Q: Can you tell us something about sports activism in the years between 1968 and today?

Brown: Although there was not a single political movement that coalesced protest in those years, there were actions that have a lot of continuity with what’s happening with the national anthem protests today. But the biggest type of activism between John Carlos and Tommie Smith and today was cultural and aesthetic activism that arose from the hip-hop movement. The person best known for defying the cultural norms restricting black players and their image was Allen Iverson with his big afro or cornrows, his big jerseys and chains, all cultural materials popular in inner city black communities. The league did not want this as their image and banned all these with a dress code so obviously targeted that it was nicknamed the Iverson rule. Iverson was resisting the rejection of black culture by the NBA just by showing up with these authentic black cultural materials.

Q: Is there something unique about sports figures that gives athletes a special platform for activism?

Brown: Anyone in a prominent position can use their popularity to bring attention to issues that matter to people in their community. But sports figures have a unique opportunity because sports cuts across so many communities. Musicians, for instance, can really only speak to the particular demographic that their music appeals to, but sports cuts across all demographics and provides a platform like no other for athletes to voice concerns about issues to folks in different circumstances.

Q: It seems that some athletes have paid a high price for their activism. Can you speak about that?

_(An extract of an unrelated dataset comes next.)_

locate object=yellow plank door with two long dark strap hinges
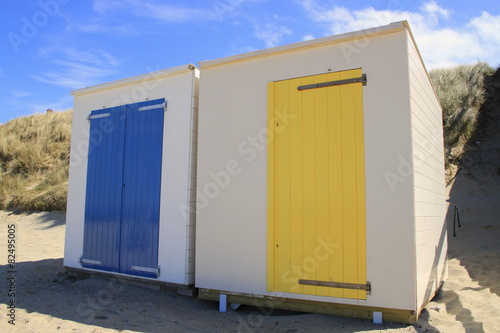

Brown: Activism in general makes people uncomfortable, so they usually ignore it if they can. In sports, it is particularly hard to ignore because it disrupts people’s enjoyment of their entertainment. On one hand, the disruption makes activism its most powerful, but it also makes the resistance to it more potent. Athletes feel the oppression of their actions through the public’s social commentary, but also from the team ownership. With a high percentage of black athletes in many sports and a high percentage of white decision makers, there are both social and employment repercussions.

Q: What are the intersections of race and sports activism?

Brown: The bigger issue here is that throughout history, black people have been fighting against oppression, fighting for their liberation. When we look back, we honor those who have fought against slavery and lynchings, struggled in the civil rights movement. But here we are today, with black people fighting against oppression and for their liberation, and every step of the way people are telling them they are wrong. I think that when we look back we will see that this was a fight for equality. People applaud black athletes when they conform to stereotypes set out for them, but object when they become more than people expect by articulating a philosophical position. When they step out of the degrading boxes they are relegated to, it leads to comments like, “Shut up and dribble.” Black athletes’ activism is not only them resisting oppression and voicing displeasure with systemic societal problems, it is resisting the very stereotypes imposed on black people.